I would expect delays >0 in case SYNC or ASYNC replication is somehow behind. We will do a warning at 120 secs and critical at 300 secs.

 

 

Would this do the job or am I missing something here?

 

 

Thanks, Markus

 

 

 

 

 

 

 

 

Re: sql query for postgres replication check

From
Michael Paquier
Date:
On Fri, Nov 22, 2019 at 01:20:59PM +0000, Zwettler Markus (OIZ) wrote:
> I came up with the following query which should return any apply lag in seconds.
>
> select coalesce(replay_delay, 0) replication_delay_in_sec
> from (
>        select datname,
>               (
>                 select case
>                          when received_lsn = latest_end_lsn then 0
>                          else extract(epoch
>                 from now() - latest_end_time)
>                        end
>                 from pg_stat_wal_receiver
>               ) replay_delay
>        from pg_database
>        where datname = current_database()
>      ) xview;
>
>
> I would expect delays >0 in case SYNC or ASYNC replication is
> somehow behind. We will do a warning at 120 secs and critical at 300
> secs.

pg_stat_wal_receiver is available only on the receiver, aka the
standby so it would not really be helpful on a primary.  On top of
that streaming replication is system-wide, so there is no actual point
to look at databases either.

> Would this do the job or am I missing something here?

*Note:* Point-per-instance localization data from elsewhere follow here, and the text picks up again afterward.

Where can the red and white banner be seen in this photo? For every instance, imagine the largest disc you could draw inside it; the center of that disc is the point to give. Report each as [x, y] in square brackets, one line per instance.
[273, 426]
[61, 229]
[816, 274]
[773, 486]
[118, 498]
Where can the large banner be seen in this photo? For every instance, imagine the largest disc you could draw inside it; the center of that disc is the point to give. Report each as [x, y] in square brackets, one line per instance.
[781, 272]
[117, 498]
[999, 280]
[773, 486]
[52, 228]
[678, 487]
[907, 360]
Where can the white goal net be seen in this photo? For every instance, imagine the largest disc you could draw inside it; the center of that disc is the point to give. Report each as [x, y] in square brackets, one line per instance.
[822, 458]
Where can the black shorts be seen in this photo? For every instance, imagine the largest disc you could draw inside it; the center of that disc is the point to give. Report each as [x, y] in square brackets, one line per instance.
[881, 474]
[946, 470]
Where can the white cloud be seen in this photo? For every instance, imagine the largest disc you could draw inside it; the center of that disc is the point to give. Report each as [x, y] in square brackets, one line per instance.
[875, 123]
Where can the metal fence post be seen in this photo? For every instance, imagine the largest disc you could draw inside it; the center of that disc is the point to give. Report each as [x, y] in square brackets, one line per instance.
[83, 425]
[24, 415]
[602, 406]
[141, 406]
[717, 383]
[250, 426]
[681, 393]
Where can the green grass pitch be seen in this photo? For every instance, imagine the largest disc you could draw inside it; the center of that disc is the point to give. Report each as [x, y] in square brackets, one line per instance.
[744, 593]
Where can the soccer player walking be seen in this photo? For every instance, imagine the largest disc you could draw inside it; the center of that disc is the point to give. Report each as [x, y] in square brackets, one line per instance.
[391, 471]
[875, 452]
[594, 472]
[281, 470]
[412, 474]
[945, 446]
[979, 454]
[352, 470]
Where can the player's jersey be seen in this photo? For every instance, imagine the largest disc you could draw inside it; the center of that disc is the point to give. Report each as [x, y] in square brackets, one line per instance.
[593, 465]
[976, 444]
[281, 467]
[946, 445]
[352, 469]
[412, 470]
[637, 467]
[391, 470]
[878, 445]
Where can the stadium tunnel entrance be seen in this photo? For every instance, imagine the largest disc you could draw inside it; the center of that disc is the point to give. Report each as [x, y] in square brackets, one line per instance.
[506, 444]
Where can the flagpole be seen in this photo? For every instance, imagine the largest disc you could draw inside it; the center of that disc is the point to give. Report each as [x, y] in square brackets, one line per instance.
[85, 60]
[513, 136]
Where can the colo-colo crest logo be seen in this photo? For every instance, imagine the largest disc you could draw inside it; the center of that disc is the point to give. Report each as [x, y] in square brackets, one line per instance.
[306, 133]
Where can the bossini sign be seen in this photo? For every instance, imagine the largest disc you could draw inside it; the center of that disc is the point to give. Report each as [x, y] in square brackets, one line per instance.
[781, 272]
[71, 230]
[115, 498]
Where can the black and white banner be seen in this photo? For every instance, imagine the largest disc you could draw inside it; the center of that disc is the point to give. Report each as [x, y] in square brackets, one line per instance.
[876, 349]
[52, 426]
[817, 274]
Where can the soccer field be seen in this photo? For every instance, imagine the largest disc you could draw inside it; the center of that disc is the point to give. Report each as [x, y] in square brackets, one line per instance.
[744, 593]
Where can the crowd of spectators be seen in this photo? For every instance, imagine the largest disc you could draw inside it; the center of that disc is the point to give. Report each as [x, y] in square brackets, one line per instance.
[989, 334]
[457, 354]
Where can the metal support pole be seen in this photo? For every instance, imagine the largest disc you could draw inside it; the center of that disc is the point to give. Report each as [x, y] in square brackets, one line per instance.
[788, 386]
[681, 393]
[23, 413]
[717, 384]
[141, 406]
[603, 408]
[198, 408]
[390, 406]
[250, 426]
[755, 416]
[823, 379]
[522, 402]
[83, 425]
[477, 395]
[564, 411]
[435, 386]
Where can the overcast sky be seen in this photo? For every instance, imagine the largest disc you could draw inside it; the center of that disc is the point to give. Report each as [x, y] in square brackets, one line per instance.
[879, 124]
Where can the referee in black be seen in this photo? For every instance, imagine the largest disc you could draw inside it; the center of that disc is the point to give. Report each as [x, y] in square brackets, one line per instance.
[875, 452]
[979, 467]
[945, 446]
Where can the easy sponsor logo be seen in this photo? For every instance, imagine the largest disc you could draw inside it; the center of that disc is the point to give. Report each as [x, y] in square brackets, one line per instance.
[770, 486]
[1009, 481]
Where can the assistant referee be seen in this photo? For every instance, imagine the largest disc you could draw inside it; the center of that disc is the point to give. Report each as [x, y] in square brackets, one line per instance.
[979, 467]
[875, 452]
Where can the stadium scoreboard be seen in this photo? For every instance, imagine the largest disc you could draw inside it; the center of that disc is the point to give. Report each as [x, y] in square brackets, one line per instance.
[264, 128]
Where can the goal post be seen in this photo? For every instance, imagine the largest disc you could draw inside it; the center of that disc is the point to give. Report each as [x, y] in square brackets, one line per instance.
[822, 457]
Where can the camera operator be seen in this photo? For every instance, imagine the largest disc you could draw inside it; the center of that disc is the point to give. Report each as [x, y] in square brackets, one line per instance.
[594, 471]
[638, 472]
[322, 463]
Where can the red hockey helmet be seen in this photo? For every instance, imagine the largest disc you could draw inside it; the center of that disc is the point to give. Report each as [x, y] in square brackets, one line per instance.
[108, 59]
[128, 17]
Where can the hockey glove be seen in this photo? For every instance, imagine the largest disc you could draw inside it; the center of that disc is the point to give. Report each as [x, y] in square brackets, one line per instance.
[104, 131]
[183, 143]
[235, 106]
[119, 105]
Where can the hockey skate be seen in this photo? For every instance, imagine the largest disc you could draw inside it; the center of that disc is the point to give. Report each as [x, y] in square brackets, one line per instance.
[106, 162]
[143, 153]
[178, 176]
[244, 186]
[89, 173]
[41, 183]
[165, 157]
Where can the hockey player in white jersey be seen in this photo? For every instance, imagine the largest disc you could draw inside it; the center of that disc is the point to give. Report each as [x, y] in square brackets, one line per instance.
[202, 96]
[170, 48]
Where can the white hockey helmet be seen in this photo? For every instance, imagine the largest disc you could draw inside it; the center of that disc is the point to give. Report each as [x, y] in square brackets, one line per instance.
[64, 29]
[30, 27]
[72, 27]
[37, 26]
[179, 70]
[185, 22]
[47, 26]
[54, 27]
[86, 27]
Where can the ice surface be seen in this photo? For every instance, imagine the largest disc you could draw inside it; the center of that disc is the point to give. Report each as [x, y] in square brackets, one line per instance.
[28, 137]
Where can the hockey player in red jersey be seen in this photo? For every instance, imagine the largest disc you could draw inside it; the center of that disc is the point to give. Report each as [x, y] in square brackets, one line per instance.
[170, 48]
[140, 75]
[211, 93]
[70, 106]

Here is a suggestion for Nagios: hot_standby_delay, as told in
https://github.com/bucardo/check_postgres/blob/master/check_postgres.pl
--
Michael

Attachment

AW: sql query for postgres replication check

From
"Zwettler Markus (OIZ)"
Date:
> On Fri, Nov 22, 2019 at 01:20:59PM +0000, Zwettler Markus (OIZ) wrote:
> > I came up with the following query which should return any apply lag in seconds.
> >
> > select coalesce(replay_delay, 0) replication_delay_in_sec from (
> >        select datname,
> >               (
> >                 select case
> >                          when received_lsn = latest_end_lsn then 0
> >                          else extract(epoch
> >                 from now() - latest_end_time)
> >                        end
> >                 from pg_stat_wal_receiver
> >               ) replay_delay
> >        from pg_database
> >        where datname = current_database()
> >      ) xview;
> >
> >
> > I would expect delays >0 in case SYNC or ASYNC replication is somehow
> > behind. We will do a warning at 120 secs and critical at 300 secs.
>
> pg_stat_wal_receiver is available only on the receiver, aka the standby so it would
> not really be helpful on a primary.  On top of that streaming replication is system-
> wide, so there is no actual point to look at databases either.
>
> > Would this do the job or am I missing something here?
>
> Here is a suggestion for Nagios: hot_standby_delay, as told in
> https://github.com/bucardo/check_postgres/blob/master/check_postgres.pl
> --
> Michael


I don't want to use check_hot_standby_delay as I would have to configure every streaming replication configuration
separatelywith nagios. 

I want a generic routine which I can load on any postgres server regardless of streaming replication or database role.

The query would return >0 if streaming replication falls behind and 0 in all other cases (replication or not).

Checking streaming replication per database doesn't make any sense to me.

Markus